Is Your Teen Troubled? A Summer Job May Help

When a friend of a friend becomes suicidal, at-risk teens are more likely to attempt suicide as well, new research suggests. But having a summer job may protect vulnerable teens from copycat suicidal thoughts, researchers found.

These observations stem from the National Longitudinal Study of Adolescent Health, which included information on friendship networks of 2,000 students at 15 junior and senior high schools.

"We found that suicidal tendencies diffuse across adolescent friendship networks," Dr.
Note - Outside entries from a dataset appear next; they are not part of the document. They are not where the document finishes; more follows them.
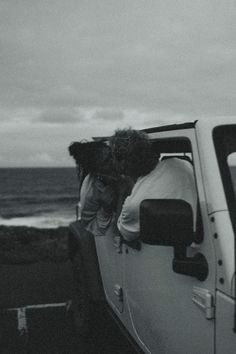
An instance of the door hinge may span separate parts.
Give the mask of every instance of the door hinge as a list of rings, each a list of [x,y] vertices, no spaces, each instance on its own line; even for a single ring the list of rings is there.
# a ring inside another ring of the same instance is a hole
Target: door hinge
[[[123,289],[119,284],[115,285],[114,293],[118,297],[119,301],[123,301]]]
[[[209,290],[194,287],[192,300],[203,312],[205,312],[208,320],[215,318],[214,296]]]
[[[120,236],[115,236],[113,239],[113,244],[116,248],[117,253],[122,253],[122,239]]]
Robert Baller, associate professor of sociology at the University of Iowa College of Liberal Arts and Sciences study co-author who was involved in the study, told Reuters Health.

"Specifically, when a friend of a friend attempts suicide, teens are more likely to seriously consider an attempt, but the effect only operates for teens experiencing various combinations of the following risk factors: physical fights, heavy alcohol consumption, same-sex attraction, obesity, and rape victimization," Baller emphasized.

Holding a summer job, Baller and co-investigator Kelly Richardson of the Iowa City VA Medical Center found, prevents diffusion of suicidal thoughts or actions to at-risk teens. "If older at-risk teens work for pay approximately 20 or more hours in a typical summer week, the diffusive effect is eliminated," Baller told Reuters Health.

"For younger at-risk teens, those under age 16, only 10 hours of paid employment in the summer are needed to produce the same benefit," he said.

Other factors such as church attendance, employment during the school year, participation in sports, and residing in a two-parent home are not as protective as a summer job, the researchers found.

"Summer employment," Baller noted in a university-issued statement, "is thought to be beneficial because it creates self-esteem while reducing isolation and substance abuse, and it does not conflict with school work in the way a job during the school year could."

"The findings pertaining to summer jobs," Baller told Reuters Health, "are important because they have practical implications for parents, namely, if your teen is having difficulties, a summer job may be a fine remedy. When troubled teens 'bring home a little bacon' they seem to enjoy more self esteem and less suicidality."

But a summer job may be hard to come by, given the current economic downturn. Possible solutions could include working for pay within the family or for a friend of the family, Baller and Richardson suggest.